Responding to peer review is one of the most consequential writing tasks in academic life. A well-structured revision letter can rescue a paper that got a “major revisions” decision; a poorly handled one can lose a paper that deserved acceptance. AI helps with the structural and tonal aspects — the scientific response is yours.
The Three Errors in Bad Revision Letters
Defensive tone: treating reviewer criticism as an attack rather than a diagnostic. Missing the point: addressing what you think the reviewer meant, not what they said. Insufficient specificity: saying “we have addressed this concern” without specifying where in the revised manuscript.
AI-Assisted Structuring
Paste all reviewer comments at once and ask Claude: “Categorize these reviewer comments into: (1) methodological concerns, (2) clarity issues, (3) scope/framing issues, (4) requests for additional analyses. Within each category, identify which comments are essentially the same concern expressed differently.” This categorization reveals which issues are most pressing (if three reviewers raise the same concern, it’s non-negotiable) and helps you respond to related comments together rather than separately.
Tone Calibration
After drafting your scientific responses, paste them with the prompt: “Review these revision responses for tone. Are any of them defensive, dismissive, or unclear? Rewrite the flagged ones to be appropriately respectful and specific while maintaining the scientific position.” This catches tone problems that are hard to see when you’re emotionally invested in the paper.
The Disagree Case
When you genuinely believe a reviewer is wrong, the response structure is: acknowledge what’s valid in their concern, explain why you nonetheless maintain your position, and add something concrete (a clarifying sentence in the discussion, a note in the limitations) that addresses the legitimate part of their concern. Ask Claude to draft this structure: “I disagree with this reviewer comment for [reasons]. Help me draft a response that acknowledges their concern while maintaining my scientific position.”

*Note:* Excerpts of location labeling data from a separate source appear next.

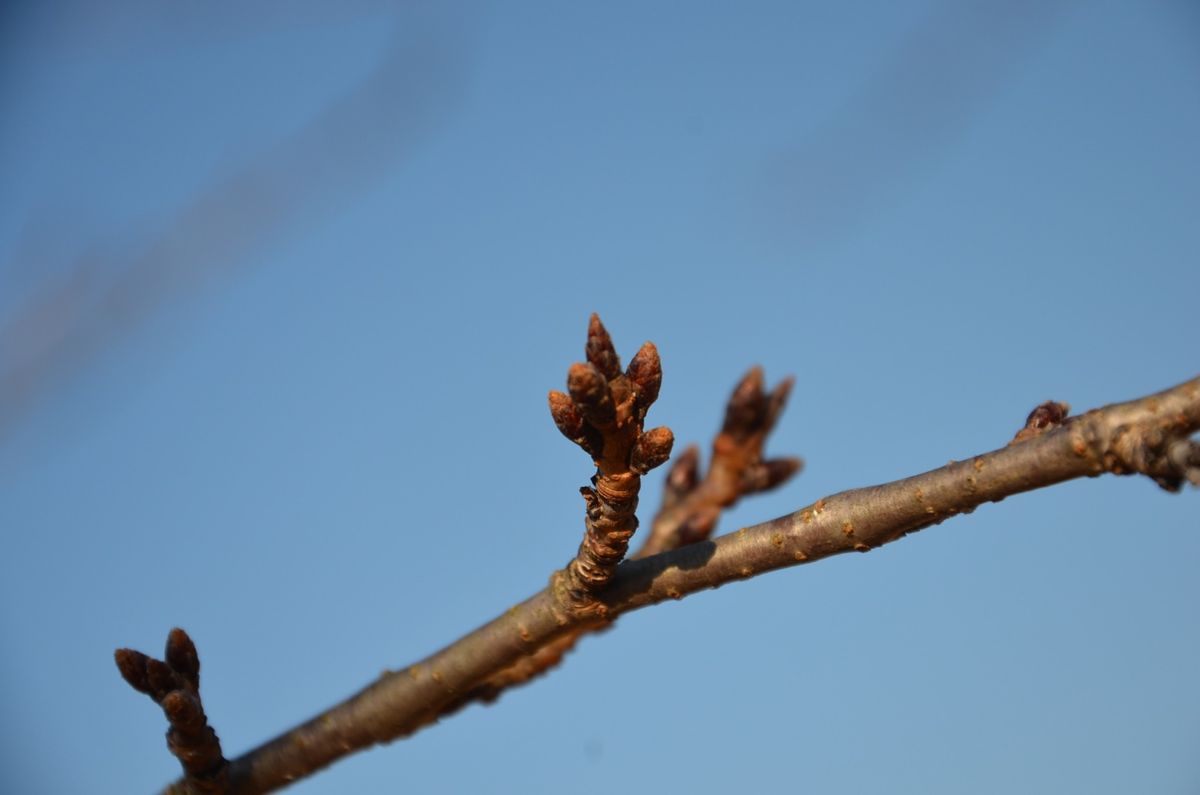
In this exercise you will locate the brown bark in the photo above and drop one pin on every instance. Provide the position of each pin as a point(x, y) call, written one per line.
point(1147, 436)
point(174, 685)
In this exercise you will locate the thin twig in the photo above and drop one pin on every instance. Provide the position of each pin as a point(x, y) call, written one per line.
point(174, 685)
point(1147, 436)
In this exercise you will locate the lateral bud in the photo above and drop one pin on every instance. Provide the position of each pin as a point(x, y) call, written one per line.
point(645, 372)
point(589, 390)
point(183, 657)
point(766, 476)
point(747, 407)
point(652, 448)
point(600, 350)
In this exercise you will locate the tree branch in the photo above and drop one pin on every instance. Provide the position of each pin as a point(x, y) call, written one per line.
point(1147, 436)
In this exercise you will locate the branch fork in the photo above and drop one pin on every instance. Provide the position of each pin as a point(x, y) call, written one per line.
point(174, 685)
point(604, 411)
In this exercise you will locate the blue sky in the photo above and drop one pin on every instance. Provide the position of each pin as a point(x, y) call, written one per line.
point(283, 286)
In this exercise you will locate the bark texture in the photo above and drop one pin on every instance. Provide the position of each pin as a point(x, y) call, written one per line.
point(1150, 436)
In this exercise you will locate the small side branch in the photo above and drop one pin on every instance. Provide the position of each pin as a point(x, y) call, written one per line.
point(693, 506)
point(174, 685)
point(604, 414)
point(1150, 436)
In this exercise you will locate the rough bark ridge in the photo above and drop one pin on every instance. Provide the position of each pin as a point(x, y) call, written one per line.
point(174, 685)
point(604, 412)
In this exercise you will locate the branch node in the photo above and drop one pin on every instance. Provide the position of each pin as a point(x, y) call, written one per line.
point(174, 685)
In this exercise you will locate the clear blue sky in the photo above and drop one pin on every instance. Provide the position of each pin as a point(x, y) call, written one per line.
point(282, 288)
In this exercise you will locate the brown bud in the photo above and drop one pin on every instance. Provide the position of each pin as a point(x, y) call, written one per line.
point(161, 679)
point(132, 665)
point(652, 448)
point(567, 417)
point(683, 477)
point(183, 657)
point(646, 374)
point(183, 709)
point(1048, 414)
point(600, 351)
point(589, 390)
point(768, 474)
point(747, 408)
point(699, 525)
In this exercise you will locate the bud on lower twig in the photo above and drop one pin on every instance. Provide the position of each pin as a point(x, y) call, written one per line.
point(766, 476)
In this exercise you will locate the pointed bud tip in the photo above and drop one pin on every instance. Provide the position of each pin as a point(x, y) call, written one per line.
point(646, 371)
point(132, 665)
point(652, 449)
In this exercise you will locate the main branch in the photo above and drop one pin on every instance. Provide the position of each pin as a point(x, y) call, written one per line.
point(1150, 436)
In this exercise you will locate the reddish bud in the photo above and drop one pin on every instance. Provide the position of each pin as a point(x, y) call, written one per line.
point(747, 407)
point(161, 679)
point(768, 474)
point(589, 390)
point(183, 657)
point(183, 709)
point(600, 350)
point(567, 417)
point(684, 474)
point(646, 374)
point(652, 448)
point(132, 665)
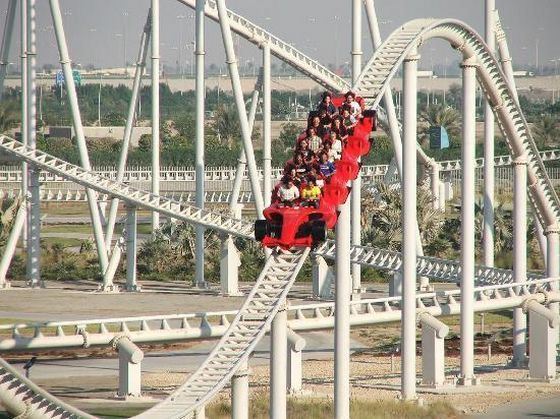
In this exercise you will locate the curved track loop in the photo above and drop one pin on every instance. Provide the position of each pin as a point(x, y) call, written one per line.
point(27, 400)
point(248, 327)
point(282, 50)
point(174, 209)
point(282, 267)
point(386, 60)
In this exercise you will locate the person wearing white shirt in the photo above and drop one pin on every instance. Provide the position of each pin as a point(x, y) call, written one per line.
point(288, 192)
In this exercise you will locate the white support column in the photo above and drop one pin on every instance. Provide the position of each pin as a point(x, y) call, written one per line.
point(467, 377)
point(229, 259)
point(543, 323)
point(242, 162)
point(6, 43)
point(229, 265)
point(267, 126)
point(131, 248)
point(155, 107)
point(435, 185)
point(296, 344)
point(140, 65)
point(78, 129)
point(11, 243)
point(34, 229)
point(199, 140)
point(488, 230)
point(130, 367)
point(519, 256)
point(433, 351)
point(322, 278)
point(356, 194)
point(410, 89)
point(278, 364)
point(240, 393)
point(552, 234)
point(394, 129)
point(240, 104)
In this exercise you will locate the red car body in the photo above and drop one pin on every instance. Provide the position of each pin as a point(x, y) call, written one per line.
point(299, 226)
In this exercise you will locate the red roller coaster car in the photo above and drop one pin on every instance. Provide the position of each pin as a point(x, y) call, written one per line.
point(300, 226)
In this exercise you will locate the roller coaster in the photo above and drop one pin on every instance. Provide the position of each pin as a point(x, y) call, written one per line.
point(302, 231)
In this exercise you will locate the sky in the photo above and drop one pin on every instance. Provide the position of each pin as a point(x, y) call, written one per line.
point(107, 32)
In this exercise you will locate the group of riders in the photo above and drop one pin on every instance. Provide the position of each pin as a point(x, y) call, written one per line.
point(317, 150)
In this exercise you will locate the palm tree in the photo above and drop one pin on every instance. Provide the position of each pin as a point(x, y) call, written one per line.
point(546, 131)
point(434, 115)
point(8, 117)
point(226, 125)
point(386, 219)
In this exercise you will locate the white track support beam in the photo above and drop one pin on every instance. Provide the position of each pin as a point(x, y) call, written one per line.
point(137, 83)
point(131, 248)
point(543, 323)
point(78, 129)
point(34, 226)
point(6, 43)
point(130, 367)
point(519, 256)
point(505, 60)
point(488, 230)
point(343, 293)
point(267, 126)
point(200, 87)
point(296, 344)
point(408, 188)
point(468, 222)
point(552, 234)
point(433, 351)
point(356, 194)
point(11, 243)
point(24, 119)
point(322, 278)
point(278, 364)
point(230, 260)
point(229, 268)
point(242, 162)
point(240, 393)
point(240, 104)
point(394, 129)
point(155, 107)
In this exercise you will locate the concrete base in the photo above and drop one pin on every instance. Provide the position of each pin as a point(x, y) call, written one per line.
point(133, 288)
point(468, 382)
point(357, 294)
point(109, 289)
point(323, 279)
point(519, 364)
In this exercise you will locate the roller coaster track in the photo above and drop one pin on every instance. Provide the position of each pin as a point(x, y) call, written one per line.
point(27, 400)
point(431, 267)
point(381, 68)
point(439, 269)
point(282, 267)
point(282, 50)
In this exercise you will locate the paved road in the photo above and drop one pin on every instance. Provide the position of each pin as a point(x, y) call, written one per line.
point(319, 346)
point(547, 408)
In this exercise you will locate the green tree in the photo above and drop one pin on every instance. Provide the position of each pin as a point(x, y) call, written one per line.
point(384, 208)
point(445, 116)
point(226, 125)
point(8, 117)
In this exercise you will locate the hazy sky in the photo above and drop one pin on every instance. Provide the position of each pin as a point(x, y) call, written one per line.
point(95, 28)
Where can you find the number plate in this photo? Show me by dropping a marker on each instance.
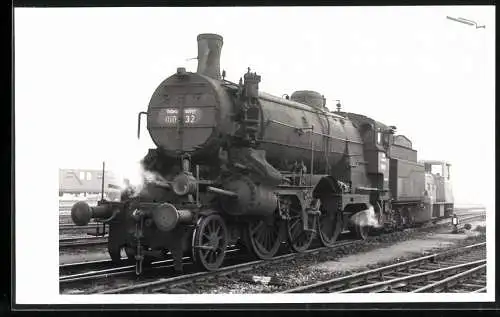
(191, 116)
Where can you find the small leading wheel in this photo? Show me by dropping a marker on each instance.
(210, 242)
(361, 228)
(299, 239)
(329, 227)
(264, 238)
(117, 253)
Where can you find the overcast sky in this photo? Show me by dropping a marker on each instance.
(82, 75)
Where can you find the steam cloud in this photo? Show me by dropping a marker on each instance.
(136, 186)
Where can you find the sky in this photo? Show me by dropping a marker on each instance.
(83, 74)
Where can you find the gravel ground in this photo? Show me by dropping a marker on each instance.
(376, 251)
(93, 253)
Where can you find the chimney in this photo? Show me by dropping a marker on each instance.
(209, 48)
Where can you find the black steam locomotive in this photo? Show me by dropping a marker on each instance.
(234, 165)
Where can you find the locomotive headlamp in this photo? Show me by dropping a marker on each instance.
(184, 184)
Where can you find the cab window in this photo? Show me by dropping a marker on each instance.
(437, 169)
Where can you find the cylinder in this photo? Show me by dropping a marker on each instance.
(166, 217)
(81, 213)
(209, 50)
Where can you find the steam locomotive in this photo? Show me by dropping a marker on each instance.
(234, 165)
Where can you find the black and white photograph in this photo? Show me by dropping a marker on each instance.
(254, 154)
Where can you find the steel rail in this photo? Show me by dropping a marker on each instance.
(406, 280)
(189, 278)
(453, 280)
(346, 281)
(160, 284)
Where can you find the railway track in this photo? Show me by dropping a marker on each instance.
(156, 284)
(458, 270)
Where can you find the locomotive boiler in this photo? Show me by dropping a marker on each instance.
(236, 166)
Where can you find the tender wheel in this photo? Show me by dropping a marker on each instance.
(299, 239)
(264, 238)
(329, 227)
(361, 229)
(210, 242)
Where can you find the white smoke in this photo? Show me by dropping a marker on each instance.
(136, 185)
(366, 217)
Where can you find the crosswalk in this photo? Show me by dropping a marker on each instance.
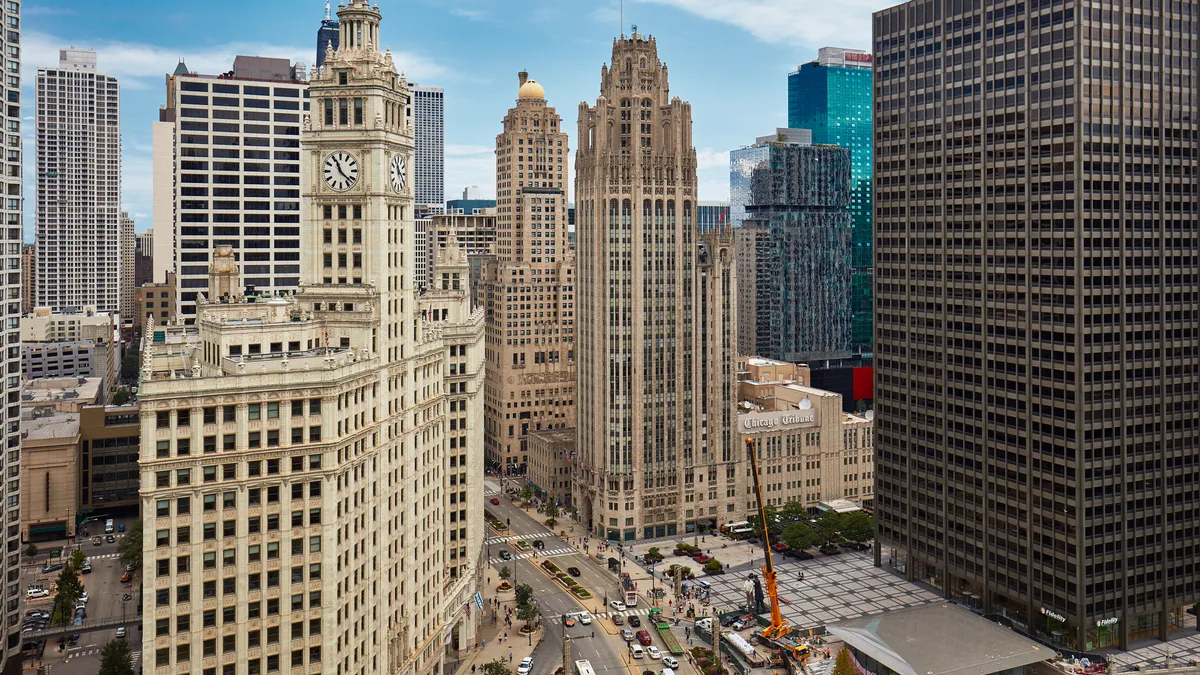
(551, 553)
(637, 611)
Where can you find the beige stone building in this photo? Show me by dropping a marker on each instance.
(528, 288)
(157, 302)
(657, 453)
(814, 453)
(301, 482)
(51, 473)
(768, 383)
(474, 233)
(552, 464)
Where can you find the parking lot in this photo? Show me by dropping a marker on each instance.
(106, 598)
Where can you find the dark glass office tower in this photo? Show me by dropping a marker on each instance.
(1037, 323)
(832, 97)
(327, 34)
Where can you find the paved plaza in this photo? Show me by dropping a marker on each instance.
(834, 589)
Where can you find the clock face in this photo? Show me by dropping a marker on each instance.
(399, 173)
(341, 171)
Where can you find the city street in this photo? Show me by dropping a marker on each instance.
(105, 599)
(606, 650)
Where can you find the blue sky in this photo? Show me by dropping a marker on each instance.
(729, 58)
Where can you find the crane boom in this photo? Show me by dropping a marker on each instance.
(778, 627)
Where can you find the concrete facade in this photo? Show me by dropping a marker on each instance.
(552, 464)
(528, 287)
(81, 257)
(319, 425)
(1036, 311)
(647, 455)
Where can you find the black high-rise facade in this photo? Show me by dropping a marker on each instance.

Track Changes and Response Letter Alignment
After revising, each response should say exactly where in the manuscript the change appears (page, paragraph, line). Ask Claude to help you match your revision response list to your track-changes document: “I have these revision responses [paste them]. Remind me what specific document locations I should be able to cite for each.” This forces completeness before submission.